The month of February marks the beginning of Black History month, a part of American history that is celebrated across the United States. During February, the country takes time to remember the suffrage and civil rights activism that black individuals have brought to this country.
“We celebrate our ancestors and recognize their fights, struggles, inventions and glorify their strength,” Seneca Neil, ‘20, said.
Spending time during the month to remember and educate yourself about important figures like Martin Luther King, Jr. and Rosa Parks helps to shed light on those individuals that might not get the kind of recognition that they deserve in the history books.
The holiday started back in 1926 with the celebration of professor Carter G. Woodson. Often referred to as the “Father of Black History,” Woodson wanted African Americans to be proud of their heritage and to educate Americans on the African American contribution to the nation’s history. He intentionally chose the second week of February to start the celebration, making sure to include Abraham Lincoln and Frederick Douglass’ birthday.

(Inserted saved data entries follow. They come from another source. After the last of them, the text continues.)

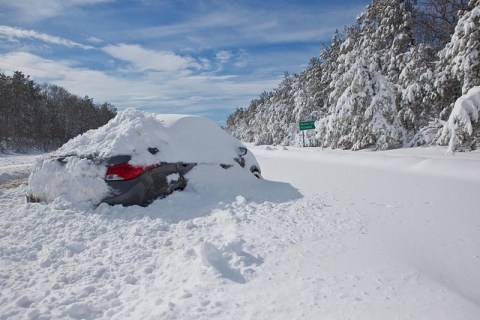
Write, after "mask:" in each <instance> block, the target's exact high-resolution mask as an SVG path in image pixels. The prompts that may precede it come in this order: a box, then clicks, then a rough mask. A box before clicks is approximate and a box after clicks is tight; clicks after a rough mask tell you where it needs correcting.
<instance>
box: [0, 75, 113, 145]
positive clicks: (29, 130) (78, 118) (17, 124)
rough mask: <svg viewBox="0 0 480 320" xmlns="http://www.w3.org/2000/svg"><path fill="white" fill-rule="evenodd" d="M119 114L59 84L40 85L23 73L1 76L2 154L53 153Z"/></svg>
mask: <svg viewBox="0 0 480 320" xmlns="http://www.w3.org/2000/svg"><path fill="white" fill-rule="evenodd" d="M115 114H116V108H115V106H113V105H112V104H110V103H108V102H105V103H103V104H101V105H97V104H95V103H94V102H93V99H92V98H89V97H88V96H85V97H84V98H80V97H78V96H76V95H74V94H72V93H69V92H68V91H67V90H66V89H64V88H62V87H59V86H56V85H47V84H43V85H39V84H37V83H35V81H33V80H30V77H29V76H26V75H24V74H23V73H22V72H21V71H15V72H14V73H13V75H12V76H8V75H5V74H4V73H0V152H25V151H31V150H41V151H49V150H52V149H55V148H58V147H59V146H61V145H62V144H64V143H65V142H67V141H68V140H70V139H71V138H73V137H75V136H77V135H79V134H81V133H84V132H85V131H87V130H89V129H95V128H98V127H100V126H102V125H104V124H105V123H107V122H108V121H109V120H110V119H112V118H113V117H114V116H115Z"/></svg>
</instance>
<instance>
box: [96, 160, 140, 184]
mask: <svg viewBox="0 0 480 320" xmlns="http://www.w3.org/2000/svg"><path fill="white" fill-rule="evenodd" d="M145 170H146V168H145V167H143V166H132V165H131V164H128V163H122V164H117V165H116V166H112V167H108V169H107V176H106V177H105V180H107V181H116V180H131V179H135V178H136V177H138V176H139V175H141V174H142V173H144V172H145Z"/></svg>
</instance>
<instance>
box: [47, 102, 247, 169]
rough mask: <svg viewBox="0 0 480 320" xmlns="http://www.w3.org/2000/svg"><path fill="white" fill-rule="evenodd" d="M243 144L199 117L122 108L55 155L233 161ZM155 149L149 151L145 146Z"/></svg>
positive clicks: (79, 135) (63, 146) (204, 161)
mask: <svg viewBox="0 0 480 320" xmlns="http://www.w3.org/2000/svg"><path fill="white" fill-rule="evenodd" d="M242 146H243V144H242V143H241V142H239V141H238V140H237V139H235V138H234V137H232V136H230V135H229V134H228V133H226V132H225V131H223V130H222V129H221V128H220V127H219V126H218V125H217V124H216V123H214V122H213V121H211V120H208V119H206V118H203V117H199V116H187V115H174V114H156V113H148V112H143V111H138V110H135V109H133V108H129V109H126V110H124V111H121V112H119V113H118V114H117V116H116V117H115V118H113V119H112V120H110V122H108V123H107V124H106V125H104V126H103V127H100V128H98V129H95V130H90V131H87V132H86V133H84V134H82V135H79V136H77V137H75V138H74V139H72V140H70V141H69V142H67V143H66V144H65V145H63V146H62V147H61V148H60V149H58V150H57V152H56V153H57V154H58V155H79V156H92V155H95V156H100V157H111V156H115V155H131V156H132V160H131V161H130V162H131V163H134V164H148V163H157V162H178V161H181V162H195V163H225V164H230V163H233V158H235V157H237V156H238V153H237V150H238V147H242ZM149 148H151V149H154V148H156V149H158V152H157V153H156V154H152V153H151V152H149V151H148V149H149Z"/></svg>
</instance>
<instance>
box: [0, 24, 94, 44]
mask: <svg viewBox="0 0 480 320" xmlns="http://www.w3.org/2000/svg"><path fill="white" fill-rule="evenodd" d="M0 36H3V37H5V38H7V39H9V40H13V39H18V38H28V39H37V40H41V41H44V42H47V43H52V44H56V45H61V46H66V47H79V48H83V49H93V47H91V46H86V45H83V44H81V43H77V42H75V41H71V40H68V39H63V38H60V37H57V36H52V35H49V34H46V33H41V32H37V31H34V30H25V29H19V28H13V27H9V26H5V25H0Z"/></svg>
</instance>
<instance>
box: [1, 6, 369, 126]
mask: <svg viewBox="0 0 480 320" xmlns="http://www.w3.org/2000/svg"><path fill="white" fill-rule="evenodd" d="M369 2H370V1H366V0H337V1H327V0H318V1H281V0H279V1H193V0H192V1H167V0H158V1H156V0H137V1H133V0H132V1H120V0H118V1H114V0H42V1H38V0H16V1H12V0H0V70H1V71H3V72H5V73H7V74H11V73H12V72H13V71H15V70H20V71H22V72H24V73H25V74H27V75H30V76H31V78H32V79H33V80H35V81H36V82H38V83H44V82H46V83H50V84H57V85H60V86H62V87H65V88H66V89H67V90H69V91H70V92H72V93H75V94H77V95H79V96H85V95H88V96H89V97H91V98H93V99H94V101H95V102H96V103H103V102H105V101H108V102H111V103H113V104H114V105H116V106H117V108H118V109H119V110H121V109H123V108H126V107H130V106H133V107H136V108H138V109H141V110H146V111H153V112H163V113H187V114H198V115H203V116H206V117H208V118H211V119H213V120H215V121H217V122H218V123H219V124H223V123H224V121H225V120H226V117H227V116H228V115H229V114H231V113H232V112H233V111H234V110H235V108H237V107H247V106H248V104H249V102H250V100H251V99H254V98H257V97H258V95H259V94H260V93H261V92H262V91H270V90H272V89H273V88H275V87H276V86H277V85H278V83H279V82H280V81H281V79H282V77H283V74H284V72H285V71H287V72H289V73H298V72H300V71H302V70H303V69H304V68H305V66H306V65H307V64H308V61H309V60H310V58H311V57H314V56H318V54H319V51H320V43H321V42H329V40H330V38H331V36H332V35H333V32H334V31H335V29H339V30H342V29H343V27H344V26H347V25H352V24H353V23H354V21H355V17H356V16H357V15H358V14H359V13H360V12H361V11H362V10H363V9H364V8H365V6H366V5H367V4H368V3H369Z"/></svg>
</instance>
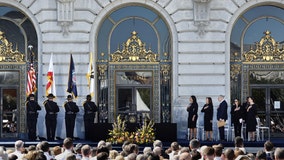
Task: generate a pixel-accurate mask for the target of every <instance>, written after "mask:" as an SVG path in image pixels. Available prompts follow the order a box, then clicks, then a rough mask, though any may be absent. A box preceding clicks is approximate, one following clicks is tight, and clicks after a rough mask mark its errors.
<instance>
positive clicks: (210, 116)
mask: <svg viewBox="0 0 284 160" xmlns="http://www.w3.org/2000/svg"><path fill="white" fill-rule="evenodd" d="M201 112H204V131H205V139H206V140H207V141H208V140H209V141H212V138H213V132H212V122H213V103H212V98H211V97H207V98H206V104H205V105H204V106H203V108H202V109H201Z"/></svg>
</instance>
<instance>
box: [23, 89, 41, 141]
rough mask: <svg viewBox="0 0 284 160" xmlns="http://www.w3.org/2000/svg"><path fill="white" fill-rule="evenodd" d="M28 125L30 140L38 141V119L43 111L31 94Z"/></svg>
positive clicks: (34, 95) (28, 114)
mask: <svg viewBox="0 0 284 160" xmlns="http://www.w3.org/2000/svg"><path fill="white" fill-rule="evenodd" d="M26 107H27V123H28V124H27V125H28V136H29V140H33V141H34V140H36V124H37V117H38V112H37V111H39V110H41V107H40V105H39V104H38V103H37V102H36V101H35V95H34V94H30V95H29V97H28V99H27V102H26Z"/></svg>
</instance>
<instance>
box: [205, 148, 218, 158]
mask: <svg viewBox="0 0 284 160" xmlns="http://www.w3.org/2000/svg"><path fill="white" fill-rule="evenodd" d="M203 156H204V159H206V160H214V157H215V150H214V148H213V147H209V146H207V147H206V148H204V150H203Z"/></svg>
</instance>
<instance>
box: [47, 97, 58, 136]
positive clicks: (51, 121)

Eventually, in 1986, Congress declared Black History Month a national holiday by law.
At Witt, Broadwell Chinn made history as the school’s first black student. After applying in 1874, faculty were hesitant to admit him in fear of mixing races in the classrooms. The Board of Directors received copious amounts of backlash for this decision, and eventually released a statement saying that Witt’s constitution, “opens the door of the college to all persons of proper qualifications irrespective of color.”
Years later, Witt now offers a scholarship in his name starting at $17,000 and is awarded to selected students who identify “themselves as being minority and/or from underrepresented background and who have shown overall academic achievement and leadership.”
Current students, like Neil, recognize Chinn “as being the first to push this institution to accept blacks and has paved the way for there to be organizations and spaces for black students on campus.”
Chinn isn’t the only influential individual of color to students at Witt. Neal said she finds singer, songwriter and civil rights activist Nina Simone a role model in the black community because she “was unapologetic for being herself and black.”
“I also love music and think that music can get across to all people,” Neal said. “She used her music to tell stories of [black people] to the rest of the world and I think that is such a powerful platform.”
As a university, Witt hosts many programs throughout the month to help educate students about black history. Discussions about lynching in America, Frederick Douglass’ contribution to the anti-slavery movement and state-sanctioned violence against individuals of color are just a few of the upcoming programs this month.